The event started with the traditional Passover services, followed by the afterlife discussion. Then at sunset, came the moment that both Lubliner and Ahmed pointed to later. The Muslim call to prayer. In a Jewish holy place.

“When the call to prayer is said and we are there and watching our Muslim neighbors pray, that for me is the most meaningful moment of the evening,” Lubliner said.

“That is, in my view, a breathtaking moment,” Ahmed said. “I do think there is no parallel to this. Certainly not in Jacksonville, maybe not even in the nation.”

It’s a moment that, from my view while watching it, involves respect and vulnerability, both from those who are welcoming the prayers and from those saying them.

It’s part of what led Rev. Moorehead Carroll, the Episcopal priest, to talk about the beauty of the evening; how it was possible for everyone to pray in their own way and to also find common ground.

“I think if we believe that encountering newness and difference helps us grow — which I certainly believe — then these kinds of events are absolutely essential for the future of the world,” she said. “And I'm so proud of Jacksonville for hosting it.”

Matt Hartley, director of the Interfaith Center at UNF, was there with his family. He’s been to most of these events since the start.

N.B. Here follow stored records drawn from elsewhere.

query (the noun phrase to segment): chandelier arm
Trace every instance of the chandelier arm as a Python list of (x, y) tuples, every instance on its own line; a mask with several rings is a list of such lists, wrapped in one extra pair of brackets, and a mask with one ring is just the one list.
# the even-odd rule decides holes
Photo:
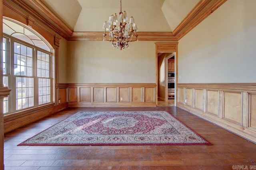
[[(136, 29), (135, 29), (135, 35), (134, 35), (134, 31), (133, 29), (133, 28), (132, 25), (131, 29), (130, 29), (130, 26), (129, 26), (129, 28), (127, 27), (126, 27), (126, 21), (124, 21), (124, 20), (123, 18), (123, 15), (124, 15), (124, 13), (123, 13), (122, 12), (122, 0), (120, 0), (120, 12), (119, 13), (119, 14), (120, 15), (120, 18), (122, 19), (122, 21), (120, 21), (120, 25), (119, 27), (118, 27), (118, 28), (116, 26), (117, 25), (116, 25), (116, 23), (114, 24), (114, 22), (115, 23), (117, 23), (118, 21), (116, 20), (117, 20), (117, 16), (116, 15), (112, 15), (110, 17), (109, 22), (112, 22), (112, 25), (111, 25), (111, 27), (108, 29), (110, 30), (109, 32), (109, 39), (108, 41), (109, 42), (112, 42), (112, 46), (114, 49), (114, 47), (116, 47), (116, 49), (120, 49), (120, 50), (122, 50), (122, 49), (124, 49), (125, 47), (129, 47), (129, 45), (128, 43), (129, 42), (133, 42), (135, 41), (138, 41), (138, 35), (136, 34)], [(126, 14), (126, 12), (124, 13), (125, 14), (125, 20), (126, 21), (127, 20), (127, 18), (126, 18), (127, 16)], [(121, 16), (122, 14), (122, 16)], [(113, 20), (113, 18), (114, 16), (114, 19)], [(132, 18), (132, 17), (131, 17), (131, 20)], [(132, 20), (130, 20), (130, 22), (131, 23), (134, 23), (134, 20), (133, 20), (132, 22)], [(106, 29), (106, 28), (108, 28), (108, 26), (107, 25), (107, 24), (104, 24), (103, 25), (103, 29), (104, 29), (105, 30)], [(137, 29), (137, 28), (136, 28)], [(106, 40), (106, 38), (105, 38), (106, 36), (106, 34), (104, 32), (104, 34), (103, 34), (103, 41)], [(136, 39), (133, 39), (133, 37), (135, 36), (136, 38)]]

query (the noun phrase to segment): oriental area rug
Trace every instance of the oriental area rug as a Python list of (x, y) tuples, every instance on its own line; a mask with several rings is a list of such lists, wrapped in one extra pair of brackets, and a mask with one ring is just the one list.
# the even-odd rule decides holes
[(166, 111), (80, 111), (18, 146), (212, 145)]

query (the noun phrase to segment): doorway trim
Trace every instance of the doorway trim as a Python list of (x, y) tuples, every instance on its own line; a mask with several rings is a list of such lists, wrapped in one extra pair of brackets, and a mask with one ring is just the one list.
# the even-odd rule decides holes
[[(175, 42), (156, 42), (156, 106), (158, 106), (158, 53), (174, 53), (175, 55), (175, 95), (176, 96), (176, 93), (178, 92), (177, 85), (178, 83), (178, 43), (177, 41)], [(178, 100), (175, 98), (174, 106), (176, 106)]]

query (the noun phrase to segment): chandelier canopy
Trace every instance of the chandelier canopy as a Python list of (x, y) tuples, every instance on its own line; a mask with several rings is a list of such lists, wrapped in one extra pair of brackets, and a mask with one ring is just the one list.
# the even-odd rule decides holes
[[(106, 31), (109, 31), (110, 42), (112, 42), (112, 47), (116, 49), (120, 48), (120, 50), (124, 49), (129, 47), (129, 42), (138, 41), (137, 32), (138, 29), (134, 21), (134, 19), (132, 16), (130, 18), (129, 22), (126, 12), (122, 11), (122, 0), (120, 0), (120, 12), (119, 18), (118, 20), (117, 15), (115, 14), (109, 17), (108, 22), (105, 21), (103, 23), (103, 41), (106, 39)], [(119, 25), (117, 25), (119, 22)], [(132, 39), (135, 36), (136, 38)]]

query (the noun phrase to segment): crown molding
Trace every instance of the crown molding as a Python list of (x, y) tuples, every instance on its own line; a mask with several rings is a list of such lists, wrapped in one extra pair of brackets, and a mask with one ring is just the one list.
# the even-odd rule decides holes
[[(103, 32), (74, 32), (68, 41), (102, 41)], [(177, 38), (171, 32), (138, 32), (139, 41), (176, 41)], [(106, 36), (106, 40), (109, 36)]]
[[(103, 32), (73, 32), (40, 0), (10, 0), (67, 40), (102, 41)], [(172, 32), (139, 32), (139, 41), (178, 41), (226, 1), (200, 0)]]
[(227, 0), (201, 0), (173, 30), (179, 40)]
[(73, 31), (40, 0), (11, 0), (64, 38), (72, 35)]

He says that when it comes to interfaith work, he often thinks of W.H. Auden's poem, “September 1, 1939.”

“The line that says, ‘We must love one another or die,’” he said. “That’s what I’ve seen with (Lubliner and Ahmed) from the beginning. Their relationship was the seed that grew into this partnership between these communities.”

On Monday, after the formality of services and prayers, it was time for the breaking of bread — or in this case, the breaking of chocolate toffee matzah bark, one of the desserts on the menu.

The preparation of the food created both challenges and opportunities. Jewish, Muslim and Christian volunteers helped Margo’s Catering. And while the result was the first-ever Kosher-for-Passover Iftar dinner in Jacksonville, it really was more than that.

It was the continuation of an attempt to embrace our diversity, to see it as our strength.

“Time and again, my experience is that for people who come and join us for that evening, they walk away moved,” Rabbi Lubliner said. “And they walk away with an understanding that we live in a world where diversity is, and can be, a beautiful thing.”